Tampoco hay que quejarse de la mala onda de comentaristas y redes sociales. Este es un momento ideal para los augures del apocalipsis y los ideólogos que prometen soluciones simples a problemas complejos. Por ejemplo, de los profetas de un fiscalismo primitivo que resuelve todo con un estado mínimo y un recorte feroz del gasto público, sin que se tenga idea de lo que eso implica o si alguien lo aceptara. Eso seguirá ahí, responder todos los días a sus provocaciones no solo es insulso sino contraproducente.

No es momento de ofuscarse o alentar la confrontación, urge serenar la política para ganar tiempo para que las políticas económicas de estabilización se asienten.
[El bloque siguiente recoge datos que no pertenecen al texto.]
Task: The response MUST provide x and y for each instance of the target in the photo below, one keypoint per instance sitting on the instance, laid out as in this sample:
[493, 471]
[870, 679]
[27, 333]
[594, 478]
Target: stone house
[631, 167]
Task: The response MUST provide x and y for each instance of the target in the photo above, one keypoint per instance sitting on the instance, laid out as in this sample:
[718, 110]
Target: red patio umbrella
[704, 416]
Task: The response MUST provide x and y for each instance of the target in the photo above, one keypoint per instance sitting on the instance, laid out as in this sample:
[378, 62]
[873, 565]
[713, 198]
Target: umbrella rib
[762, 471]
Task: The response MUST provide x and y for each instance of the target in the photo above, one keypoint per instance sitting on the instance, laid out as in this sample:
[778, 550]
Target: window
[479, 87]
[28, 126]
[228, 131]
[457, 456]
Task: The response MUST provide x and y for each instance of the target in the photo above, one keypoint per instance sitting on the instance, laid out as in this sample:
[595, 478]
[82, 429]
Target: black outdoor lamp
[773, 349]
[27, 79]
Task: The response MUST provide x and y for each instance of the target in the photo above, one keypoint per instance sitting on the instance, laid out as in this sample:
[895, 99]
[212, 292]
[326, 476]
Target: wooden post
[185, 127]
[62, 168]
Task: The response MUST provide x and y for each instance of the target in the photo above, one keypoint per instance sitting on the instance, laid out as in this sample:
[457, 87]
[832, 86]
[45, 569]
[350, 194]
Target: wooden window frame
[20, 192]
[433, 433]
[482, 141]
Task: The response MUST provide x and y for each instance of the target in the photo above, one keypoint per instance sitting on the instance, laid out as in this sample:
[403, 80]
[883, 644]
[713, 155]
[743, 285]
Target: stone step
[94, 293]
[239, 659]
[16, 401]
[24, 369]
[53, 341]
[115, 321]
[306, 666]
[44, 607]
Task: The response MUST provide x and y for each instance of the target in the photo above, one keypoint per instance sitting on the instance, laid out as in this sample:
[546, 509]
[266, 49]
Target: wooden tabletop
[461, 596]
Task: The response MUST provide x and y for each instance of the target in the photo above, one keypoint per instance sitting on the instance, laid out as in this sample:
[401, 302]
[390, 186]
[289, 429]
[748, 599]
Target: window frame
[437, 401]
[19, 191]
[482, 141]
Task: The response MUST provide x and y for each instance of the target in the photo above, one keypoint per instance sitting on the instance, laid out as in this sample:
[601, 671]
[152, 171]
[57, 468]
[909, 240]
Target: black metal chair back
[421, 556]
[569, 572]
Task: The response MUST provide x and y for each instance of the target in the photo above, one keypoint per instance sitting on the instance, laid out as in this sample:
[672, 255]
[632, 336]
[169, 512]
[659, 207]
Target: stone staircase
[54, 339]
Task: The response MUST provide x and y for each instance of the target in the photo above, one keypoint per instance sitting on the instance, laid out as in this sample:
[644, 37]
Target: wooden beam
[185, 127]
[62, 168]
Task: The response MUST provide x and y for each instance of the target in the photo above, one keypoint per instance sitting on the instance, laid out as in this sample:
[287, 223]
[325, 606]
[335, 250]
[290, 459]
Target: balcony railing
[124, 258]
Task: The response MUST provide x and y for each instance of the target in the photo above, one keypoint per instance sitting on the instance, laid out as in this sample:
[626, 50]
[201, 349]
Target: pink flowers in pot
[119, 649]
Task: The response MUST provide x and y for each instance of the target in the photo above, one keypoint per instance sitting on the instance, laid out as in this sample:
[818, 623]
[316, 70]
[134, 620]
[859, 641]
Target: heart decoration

Hay ciertamente desajustes, pero existen fortalezas y capacidades económicas que podrían permitirnos resistir. No hay ninguna fatalidad, hay opciones para salir adelante, más de las que creemos. Aún más, el estado de ánimo de la gran mayoría es de incertidumbre, pero, de igual modo, de prudencia y deseo de encontrar salidas constructivas, se debe aprovechar esa fuerza social.

Se suele decir que la capacidad de un liderazgo político se mide en la adversidad, cuando surgen cosas imprevistas o incluso indeseables, cuando los planes se desbaratan. El error sería quedarse pasmado, atrapado en certezas agotadas, buscando culpables o intentando ganar alguito en medio del conflicto. Al contrario, hay que hacer mejor política. Cuando la contingencia nos castiga, hay que ser aún más virtuosos, pero también pensar en el país, su gente o al menos en los electores que les otorgaron su confianza.

Armando Ortuño Yáñez es investigador social.